Optimization Window​

The optimization window is a scheduled time period during which Arraylake performs maintenance operations on your repository to improve performance and reduce storage costs. Currently, these optimizations include data expiration and garbage collection.

During the optimization window, it's still safe to read and write from your repository using branches and recent snapshots. However, you should avoid attempting to access old snapshots that are scheduled for expiration during the optimization window, as this may lead to errors.

Key Requirements:

  • Minimum window size must be 4 hours
  • Configure the window during times of low repository activity to minimize disruption

The optimization window for your organization can be configured in the organization settings.

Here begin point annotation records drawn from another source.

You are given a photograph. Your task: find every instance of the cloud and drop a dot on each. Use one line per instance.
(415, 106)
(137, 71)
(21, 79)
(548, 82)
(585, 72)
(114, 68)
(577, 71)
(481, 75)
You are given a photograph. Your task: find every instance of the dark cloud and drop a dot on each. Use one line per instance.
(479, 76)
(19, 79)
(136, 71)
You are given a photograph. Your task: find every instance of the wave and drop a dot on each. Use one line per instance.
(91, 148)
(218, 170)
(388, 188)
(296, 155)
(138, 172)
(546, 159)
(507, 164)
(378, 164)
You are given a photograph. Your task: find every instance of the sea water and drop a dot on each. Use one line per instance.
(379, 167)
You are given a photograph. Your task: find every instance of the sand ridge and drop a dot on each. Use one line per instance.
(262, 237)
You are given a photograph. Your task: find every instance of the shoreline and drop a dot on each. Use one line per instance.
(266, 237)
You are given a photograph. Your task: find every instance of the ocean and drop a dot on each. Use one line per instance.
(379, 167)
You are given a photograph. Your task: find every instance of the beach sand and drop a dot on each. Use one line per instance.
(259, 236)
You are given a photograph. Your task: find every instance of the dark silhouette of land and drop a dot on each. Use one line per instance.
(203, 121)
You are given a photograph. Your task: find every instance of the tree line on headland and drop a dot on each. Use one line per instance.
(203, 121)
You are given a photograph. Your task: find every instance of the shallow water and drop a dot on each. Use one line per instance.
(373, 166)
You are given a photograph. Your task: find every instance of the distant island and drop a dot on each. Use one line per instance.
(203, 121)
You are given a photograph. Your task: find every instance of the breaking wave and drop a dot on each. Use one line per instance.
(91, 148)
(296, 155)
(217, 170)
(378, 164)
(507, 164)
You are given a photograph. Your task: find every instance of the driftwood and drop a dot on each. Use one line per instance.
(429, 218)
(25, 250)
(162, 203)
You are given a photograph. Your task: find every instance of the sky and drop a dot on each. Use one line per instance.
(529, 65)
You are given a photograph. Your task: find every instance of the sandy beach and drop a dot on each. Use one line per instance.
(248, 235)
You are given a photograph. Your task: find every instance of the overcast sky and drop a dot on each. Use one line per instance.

Organization optimization window

Set the organization-wide optimization window in the organization settings.

Configuring GC and Expiration for Individual Repos​

Expiration and garbage collection are configured on a repository-by-repository basis through the "Optimization" tab in the repository settings within the Arraylake UI.

Repo optimization settings

Configure repo optimizations in the Optimizations tab located in the repo settings.

Enabling and Configuring Jobs​

  1. Enable the feature: Check "Enabled" to activate expiration or GC for the repository
  2. Configure job frequency: Set how often Arraylake should run the GC or expiration job
  • If expiration and GC are scheduled to run on the same cadence, expiration will always be scheduled to run before GC.
  1. Set data age thresholds:

    • For expiration: Configure how old a snapshot must be before it's expired
    • For garbage collection: Configure how old data must be before it's permanently deleted
    info

    Important: Garbage collection will never delete data that is accessible from a non-expired snapshot, regardless of how old the data is. Only data that is no longer referenced by any active snapshot will be considered for deletion.

warning

Garbage collection actually deletes data from the backend storage bucket and is irreversible. Use with caution.

Available Configuration Options:

  • Data age thresholds: 1 week, 2 weeks, 1 month, 3 months, 6 months, 1 year
  • Job frequency: 1 week, 2 weeks, 1 month, 3 months, 6 months, 1 year

If you need different settings, contact Earthmover support.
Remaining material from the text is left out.